Volcán de La Palma

Llamas, humo, ceniza

Ya no habrá paisaje. Imposible el regreso a lo que fue, porque todo lo que fue estará –está ya, ahora mismo–, sepultado, enterrado, hecho roca, dura piedra

Siete días de infierno en La Palma por la erupción del volcán

Siete días de infierno en La Palma por la erupción del volcán

Josep Maria Pou

Por qué confiar en El PeriódicoPor qué confiar en El Periódico Por qué confiar en El Periódico

Es muy posible que haya batido un doble récord: récord de permanencia –inmóvil– en el sofá, y récord de atención –hipnótica– ante el televisor. Una semana entera. No recuerdo otra situación parecida. Algún acontecimiento puntual me retuvo, en ocasiones, pendiente de la televisión el tiempo preciso para satisfacer mi curiosidad o mi codicia informativa, pero lo de esta pasada semana ha sido (y es, sigue siendo) excepcional: abducido por el fuego, por el rojonaranja de las llamas, por las flamígeras columnas, por el rugido de la montaña, me resulta imposible centrar mi atención en ningún otro asunto. Imposible rechazar la atracción, apartar los ojos, rebajar el asombro. Imposible no seguir, hora a hora, metro a metro, el camino de la lava cuesta abajo.

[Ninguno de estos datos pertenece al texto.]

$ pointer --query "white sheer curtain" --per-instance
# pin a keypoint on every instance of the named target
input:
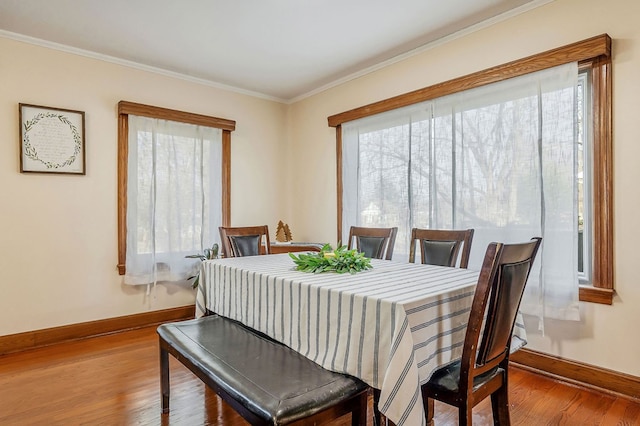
(500, 159)
(173, 198)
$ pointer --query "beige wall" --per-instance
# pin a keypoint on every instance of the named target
(58, 249)
(606, 336)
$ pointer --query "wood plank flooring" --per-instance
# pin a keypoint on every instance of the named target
(114, 380)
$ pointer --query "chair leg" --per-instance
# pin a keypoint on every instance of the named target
(164, 378)
(500, 405)
(429, 409)
(465, 414)
(377, 416)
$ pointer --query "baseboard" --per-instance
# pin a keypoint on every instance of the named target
(49, 336)
(581, 374)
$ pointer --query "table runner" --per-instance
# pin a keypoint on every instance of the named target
(390, 326)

Consciente, pero, de que lo importante son las cerca de seis mil personas que han tenido que abandonar sus hogares. Y las quinientas edificaciones –viviendas, colegios, industrias– destruidas por la fuerza de la colada. La pérdida de pasado, presente y futuro, todo al tiempo. Nada más importante. Y nada más admirable que la solidaridad generada de inmediato. La empatía. Nada más emotivo que el abrazo que surge espontáneo y quiere ser consuelo y compañía al tiempo.

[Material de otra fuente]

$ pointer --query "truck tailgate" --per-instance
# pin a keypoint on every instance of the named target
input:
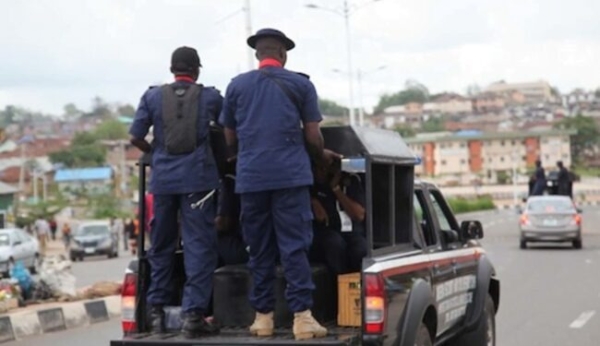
(336, 336)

Me gustaría señalar, sin embargo, lo que esta catástrofe tiene de distinta. Lo que hace que aumente el desconsuelo. Después de un incendio, un terremoto o una furiosa embestida de las aguas, es normal que, una vez vuelta la vida a su cauce, las personas regresen a sus viviendas con el afán de recuperar bienes y recuerdos, y de reconstruir techo y paredes sobre los mismos queridos cimientos. Es el consuelo. Pero esto no va a ocurrir en la isla de La Palma. Lo que hace este caso inconsolable es que una vez callado el volcán y aventada la ceniza, ya no habrá adonde volver. Porque ya no habrá paisaje. Imposible el regreso a lo que fue, porque todo lo que fue estará –está ya, ahora mismo–, sepultado, enterrado, hecho roca, dura piedra.

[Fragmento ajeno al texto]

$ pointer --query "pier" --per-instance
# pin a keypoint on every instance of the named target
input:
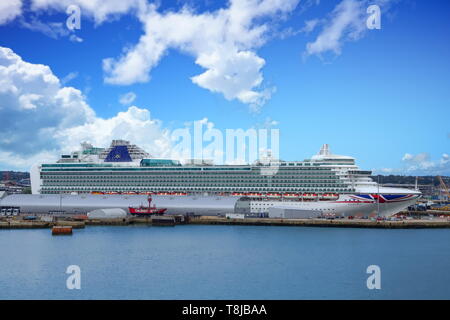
(415, 223)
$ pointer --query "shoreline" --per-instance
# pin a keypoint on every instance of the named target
(209, 220)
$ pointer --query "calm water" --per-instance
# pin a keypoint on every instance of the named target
(225, 262)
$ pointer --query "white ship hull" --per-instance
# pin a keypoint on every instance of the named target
(363, 205)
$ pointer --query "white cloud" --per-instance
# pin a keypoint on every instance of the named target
(69, 77)
(43, 118)
(100, 10)
(75, 38)
(347, 22)
(9, 10)
(135, 125)
(223, 42)
(310, 25)
(127, 98)
(421, 162)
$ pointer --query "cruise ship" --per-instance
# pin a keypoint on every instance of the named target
(329, 183)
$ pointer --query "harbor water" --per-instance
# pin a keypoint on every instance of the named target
(225, 262)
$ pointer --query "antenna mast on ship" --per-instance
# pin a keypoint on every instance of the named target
(378, 197)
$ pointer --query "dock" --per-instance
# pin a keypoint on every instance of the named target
(170, 220)
(340, 223)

La naturaleza se impone. Y lo hace, a veces, en forma de espectáculo ante el que no nos queda sino resignarnos al papel de espectadores. Terrible, abrumadora impotencia. Aquellos que tengan mi edad habrán recuperado estos días en su memoria películas que vieron de niños. Dos en concreto: 'Los últimos días de Pompeya' y 'Cuando ruge la marabunta'. Las dos se me agolpan y confunden. Imágenes que en su día me mantuvieron clavado, aterrorizado, en la butaca del cine de sesión continua, vuelven ahora mezcladas con las de los drones que sobrevuelan el volcán de Cabeza de Vaca. Y entro en contradicción. Pienso que lo que es un drama terrible para algunos, no puede convertirse en el entretenimiento de la mayoría. Intento dilucidar cuánto hay de preocupación, cuándo de fascinación, cuánto de curiosidad y cuánto de distracción en las horas pasadas frente al televisor. Y no saco el agua clara. Quizás porque solo hay magma. Quizás porque solo hay fuego. Quizás porque ardemos todos en el mismo infierno.